Похороны прошли на следующий день. Все утро я проторчал у телефона с записной книжкой Грациано в руке, но никого не застал и в конце концов бросил это занятие. Его отец приехал ближе к полудню, на своем такси. Нервный маленький человечек – бледный, с покрасневшими глазами. Он захотел сразу увидеть сына, я оставил его в морге, сам ждал во дворе. Между припаркованными машинами бродили коты. На солнце вышел мужчина, вытирая лоб платком. Он был из похоронной конторы, сказал, что взять костюм, в котором Грациано был в день смерти, не получится: он выпачкан кровью. Спросил, не купить ли новый? Я ответил, что нет, и опять поехал домой к Грациано. Костюмами был забит целый шкаф. Я выбрал белый и вернулся в больницу, где вручил его потевшему мужчине. Потом уселся рядом с отцом Грациано на гранитную скамью, стоявшую у увитой плющом стены. Он смотрел на разгуливавших между автомобилями котов. «У него не было идеалов, – сказал он. – А без идеалов нельзя». Я увидел у него на лацкане серебряный нагрудный знак инвалида войны и ничего не ответил. Это его мы убили в нашем с Грациано сценарии, этого старика. Мы сидели и молча ждали, потом появился знакомый полицейский. Извинившись, протянул мне какую-то бумагу и сверток с вещами, которые были в карманах у Грациано, когда его доставили в больницу. Связка ключей, свернутые банкноты, шелковый платок с инициалами, недокуренная сигара и увядшая гвоздика, напомнившая мне про Сант'Элиа – возможно, из-за того, что стебель обрезали, чтобы вставить цветок в петлицу. Я расписался и отдал все отцу Грациано, только гвоздику засунул в карман.

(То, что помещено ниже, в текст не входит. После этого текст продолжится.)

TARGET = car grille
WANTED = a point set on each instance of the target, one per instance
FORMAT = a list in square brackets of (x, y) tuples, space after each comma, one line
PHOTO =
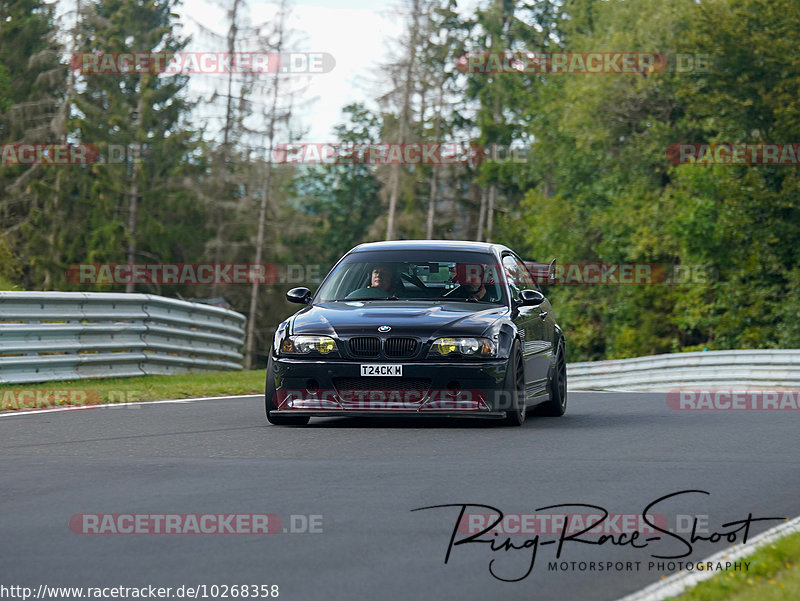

Подошел человек из похоронной конторы, сказал, что все готово. Мы последовали за ним в траурный зал. От цветочных букетов шел невыносимый запах, жужжал направленный на Грациано вентилятор, воротничок рубашки колыхался. «Он без обуви», – заметил я, человек из похоронной конторы сказал, что туфли ему не передали, но он может послать их купить. Однако я снова ответил «нет». Не хотелось заставлять их ждать, но я все-таки сел в старушку–«альфу» и вернулся в его квартиру. Найдя туфли, стал искать табачную лавку. С трудом нашел открытую. Потом вернулся в морг, с туфлями и сигаретами. Отец Грациано опять сидел в тени под плющом. Я отдал туфли человеку из похоронной конторы, который еле надел их на Грациано, – я отвернулся, чтобы не смотреть, пока он не закончит. «Можно закрывать?» – спросил он. Тогда я положил в гроб пачку «Лаки Страйк».